What was different about their design considerations?
The F-18 has oversized stabilators and flight control surfaces for adequate flight control. Hawk airbrake might create a downward pitch, but the aircraft is designed to be very stable, since it’s a trainer.
And the Tejas has large elevons that can do the job of providing flight control as well. Point being, there is nothing that prevents the Tejas from using control surfaces to compensate for the pitch up moment applied by the airbrake; if the same can be done using elevators, then elevons can do it too.
Yeah..we know from reports (from a former IAF senior pilot) that even the F-16 Block 60 and Super Hornet didn't meet the IAF's STR requirements. Does that mean that if these were available for induction in the IAF, that the IAF would decline and reject them altogether? Very unlikely.
They were rejected for failing the technical evaluation, that included these very parameters. Your statement completely contradicts reality.
The F-16 was designed as a A2A fighter, and the bells and whistles added for A2G role ate away flight performance required for the A2A role.
But that doesn't take away the fact that even an F-16 Block 60 and the F/A-18E/F, one level more advanced than even the F-16 Block52 that is the IAF's primary threat, doesn't meet the IAF's specs for performance. But had there not been a Rafale/Typhoon on offer, the IAF would've jumped at the offer of inducting them.
It is mature and hasn't proven to be troublesome.
Then why can’t the FCS correct the uncommanded pitch created by the original airbrakes.
Because it requires work to be done on that. Why don't you go and read on the Typhoon's transonic pitch up issue and how it was resolved. It was no easy task. Your implication that had we gone for a mature Mirage-2000 derived FBW on the Tejas, this wouldn't have happened is simply not true. This issue would've had to be tackled by whichever FBW technology was used, be it quadruplex redundant or triplex redundant with analog backup as on the Mirage-2000.

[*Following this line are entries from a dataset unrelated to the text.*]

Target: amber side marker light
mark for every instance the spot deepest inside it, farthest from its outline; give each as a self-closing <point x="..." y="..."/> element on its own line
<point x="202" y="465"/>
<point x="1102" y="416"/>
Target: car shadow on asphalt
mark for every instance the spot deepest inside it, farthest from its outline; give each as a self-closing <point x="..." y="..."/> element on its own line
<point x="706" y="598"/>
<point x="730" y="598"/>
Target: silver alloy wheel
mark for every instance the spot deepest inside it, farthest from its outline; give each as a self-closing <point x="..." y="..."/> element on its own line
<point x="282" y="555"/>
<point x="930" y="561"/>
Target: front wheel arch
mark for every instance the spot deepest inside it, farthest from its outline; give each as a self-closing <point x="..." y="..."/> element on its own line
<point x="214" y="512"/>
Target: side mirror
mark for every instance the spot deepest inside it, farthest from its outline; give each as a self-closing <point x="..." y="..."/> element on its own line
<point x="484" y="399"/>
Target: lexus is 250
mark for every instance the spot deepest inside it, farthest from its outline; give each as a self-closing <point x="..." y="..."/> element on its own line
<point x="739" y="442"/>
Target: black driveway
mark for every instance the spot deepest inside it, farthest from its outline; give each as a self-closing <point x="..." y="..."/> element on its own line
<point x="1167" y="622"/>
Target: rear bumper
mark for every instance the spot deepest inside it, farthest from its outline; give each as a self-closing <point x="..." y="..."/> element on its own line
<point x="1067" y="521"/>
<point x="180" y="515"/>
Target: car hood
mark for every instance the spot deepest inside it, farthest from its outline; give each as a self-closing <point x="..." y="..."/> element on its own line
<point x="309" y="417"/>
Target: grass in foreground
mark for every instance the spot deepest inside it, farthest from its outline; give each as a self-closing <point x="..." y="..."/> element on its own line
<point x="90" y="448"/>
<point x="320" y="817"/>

but that isn't the reason that the IAF is keeping Tejas Mk1 orders to 40
Agreed, from what I have been told, the IAF considers the pitch effect a nuisance but definitely not a showstopper. It has no effect on the induction plans.
Told by whom? Are you in the know of the IAF's issues with the Tejas? Maybe you could tell us what else is keeping the IAF from ordering more Tejas' to replace the huge numbers of MiG-21s.
As for this issue, yes its not a show stopper, since as long as the pilot can bring the aircraft back to its original state, after any uncommanded motion, the issue is not going to be a show stopper. As put in the US Military Standard for piloted airplanes,
MIL-STD-1797A4 states: “The aircraft shall be…resistant to departure from controlled flight, post-stall gyrations and spins. Adequate warning of approach to departure shall be provided. The aircraft shall exhibit no uncommanded motion which cannot be arrested promptly by simple application of pilot control.”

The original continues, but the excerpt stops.